Wir Menschen sind aufeinander angewiesen, wir brauchen einander. Was kann ich als Einzelner allein ausrichten? Immer wieder wird mir vor Augen geführt, dass ich Hilfe und Unterstützung von anderen Menschen benötige. Allein bin ich verloren. Das muss keine deprimierende Selbstreflexion sein. Im Gegenteil: Für mich ist es sehr heilsam, wenn ich merke: Ich benötige Unterstützung. Hier sind mir Grenzen gesetzt. Dann merke ich - gut, dass ich nicht allein auf der Welt bin.
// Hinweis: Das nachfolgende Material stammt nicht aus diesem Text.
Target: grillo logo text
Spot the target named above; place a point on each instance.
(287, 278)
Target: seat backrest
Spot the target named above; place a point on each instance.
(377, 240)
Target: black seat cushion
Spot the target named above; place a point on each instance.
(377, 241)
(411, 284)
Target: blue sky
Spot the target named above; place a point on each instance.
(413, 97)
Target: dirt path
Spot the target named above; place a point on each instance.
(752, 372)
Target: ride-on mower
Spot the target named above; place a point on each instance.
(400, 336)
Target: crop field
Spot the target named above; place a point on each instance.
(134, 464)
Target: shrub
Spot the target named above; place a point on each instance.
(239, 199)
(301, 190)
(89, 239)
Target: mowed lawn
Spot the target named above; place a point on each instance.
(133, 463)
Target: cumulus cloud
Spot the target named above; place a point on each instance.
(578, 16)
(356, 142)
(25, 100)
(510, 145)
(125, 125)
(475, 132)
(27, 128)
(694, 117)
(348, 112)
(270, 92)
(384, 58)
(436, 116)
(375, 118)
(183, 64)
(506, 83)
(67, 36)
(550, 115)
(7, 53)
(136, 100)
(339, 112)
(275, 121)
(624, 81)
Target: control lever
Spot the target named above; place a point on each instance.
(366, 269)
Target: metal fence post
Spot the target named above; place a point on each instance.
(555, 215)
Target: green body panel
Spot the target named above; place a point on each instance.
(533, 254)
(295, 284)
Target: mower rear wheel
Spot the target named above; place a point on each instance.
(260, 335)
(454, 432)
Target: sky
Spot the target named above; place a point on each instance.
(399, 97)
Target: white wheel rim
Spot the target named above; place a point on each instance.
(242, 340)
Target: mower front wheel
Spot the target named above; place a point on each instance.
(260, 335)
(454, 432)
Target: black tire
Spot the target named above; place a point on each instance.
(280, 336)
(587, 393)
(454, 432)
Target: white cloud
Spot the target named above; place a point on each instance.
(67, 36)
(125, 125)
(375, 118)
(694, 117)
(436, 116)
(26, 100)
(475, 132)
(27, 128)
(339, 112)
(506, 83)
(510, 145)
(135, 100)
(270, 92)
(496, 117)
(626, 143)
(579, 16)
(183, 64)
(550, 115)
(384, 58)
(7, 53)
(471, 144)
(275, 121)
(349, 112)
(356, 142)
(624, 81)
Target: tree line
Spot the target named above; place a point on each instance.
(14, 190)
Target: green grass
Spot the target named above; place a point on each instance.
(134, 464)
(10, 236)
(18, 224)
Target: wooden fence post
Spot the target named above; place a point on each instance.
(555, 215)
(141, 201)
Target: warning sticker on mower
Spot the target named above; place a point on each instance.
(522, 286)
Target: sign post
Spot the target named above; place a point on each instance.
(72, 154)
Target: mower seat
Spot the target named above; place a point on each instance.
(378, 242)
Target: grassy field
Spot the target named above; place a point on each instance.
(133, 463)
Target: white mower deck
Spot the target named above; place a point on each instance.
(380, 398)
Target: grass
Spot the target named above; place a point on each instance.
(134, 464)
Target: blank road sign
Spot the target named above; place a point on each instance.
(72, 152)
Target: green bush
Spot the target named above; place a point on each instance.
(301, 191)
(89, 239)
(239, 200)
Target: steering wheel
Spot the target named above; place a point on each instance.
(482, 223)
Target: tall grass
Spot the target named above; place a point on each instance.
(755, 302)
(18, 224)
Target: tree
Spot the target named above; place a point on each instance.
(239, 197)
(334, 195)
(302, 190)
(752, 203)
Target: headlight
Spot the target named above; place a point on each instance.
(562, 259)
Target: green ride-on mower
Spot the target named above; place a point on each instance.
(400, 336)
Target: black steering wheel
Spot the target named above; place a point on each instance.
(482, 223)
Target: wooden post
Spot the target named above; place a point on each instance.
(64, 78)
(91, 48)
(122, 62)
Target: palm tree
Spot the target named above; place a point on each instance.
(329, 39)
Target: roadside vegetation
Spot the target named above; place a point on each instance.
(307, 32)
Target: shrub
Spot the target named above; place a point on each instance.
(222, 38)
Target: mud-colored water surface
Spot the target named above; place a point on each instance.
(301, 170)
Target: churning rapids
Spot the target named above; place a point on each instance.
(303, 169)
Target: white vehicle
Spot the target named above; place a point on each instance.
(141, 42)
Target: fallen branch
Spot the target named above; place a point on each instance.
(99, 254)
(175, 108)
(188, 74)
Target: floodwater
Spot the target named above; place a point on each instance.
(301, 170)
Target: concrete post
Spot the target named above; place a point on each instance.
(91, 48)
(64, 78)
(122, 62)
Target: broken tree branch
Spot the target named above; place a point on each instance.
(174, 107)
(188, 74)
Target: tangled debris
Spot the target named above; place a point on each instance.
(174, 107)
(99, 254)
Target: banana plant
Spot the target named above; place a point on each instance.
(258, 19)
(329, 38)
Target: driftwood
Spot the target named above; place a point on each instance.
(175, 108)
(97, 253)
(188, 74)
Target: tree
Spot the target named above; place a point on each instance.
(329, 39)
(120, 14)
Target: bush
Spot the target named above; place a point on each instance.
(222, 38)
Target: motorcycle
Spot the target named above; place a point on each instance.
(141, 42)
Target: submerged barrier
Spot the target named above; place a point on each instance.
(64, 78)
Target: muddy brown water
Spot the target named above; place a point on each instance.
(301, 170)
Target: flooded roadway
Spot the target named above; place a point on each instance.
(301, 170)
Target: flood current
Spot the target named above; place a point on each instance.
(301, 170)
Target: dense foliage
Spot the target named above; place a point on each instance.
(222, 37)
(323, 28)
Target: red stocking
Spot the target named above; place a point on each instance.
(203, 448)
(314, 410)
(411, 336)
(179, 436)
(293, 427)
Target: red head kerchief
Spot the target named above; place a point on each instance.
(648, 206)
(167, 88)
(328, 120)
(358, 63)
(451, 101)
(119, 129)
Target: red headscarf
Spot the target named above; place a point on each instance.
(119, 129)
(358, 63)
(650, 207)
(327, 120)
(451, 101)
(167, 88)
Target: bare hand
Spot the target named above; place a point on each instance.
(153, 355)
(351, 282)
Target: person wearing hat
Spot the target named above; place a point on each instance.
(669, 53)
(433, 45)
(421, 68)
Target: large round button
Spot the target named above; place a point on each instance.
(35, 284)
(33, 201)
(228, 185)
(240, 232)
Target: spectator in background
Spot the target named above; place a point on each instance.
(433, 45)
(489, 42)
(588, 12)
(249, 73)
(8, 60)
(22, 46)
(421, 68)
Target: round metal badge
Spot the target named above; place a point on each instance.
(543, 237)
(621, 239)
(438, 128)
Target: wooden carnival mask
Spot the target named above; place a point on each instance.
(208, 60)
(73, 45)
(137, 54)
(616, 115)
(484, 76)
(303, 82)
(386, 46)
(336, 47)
Natürlich geht dieser Leitgedanke auch in meinem Alltagsleben manchmal unter. Es kommt vor, dass ich unachtsam bin. Aber eigentlich sollte ich mir dies immer wieder bewusst machen: Jeder Mensch ist wertvoll und verdient daher meine Aufmerksamkeit. Nicht "aufgesetzt" - sondern ganz natürlich im alltäglichen Umgang miteinander. Ich nehme mir dies vor - und nicht nur bei der nächsten Zugfahrt.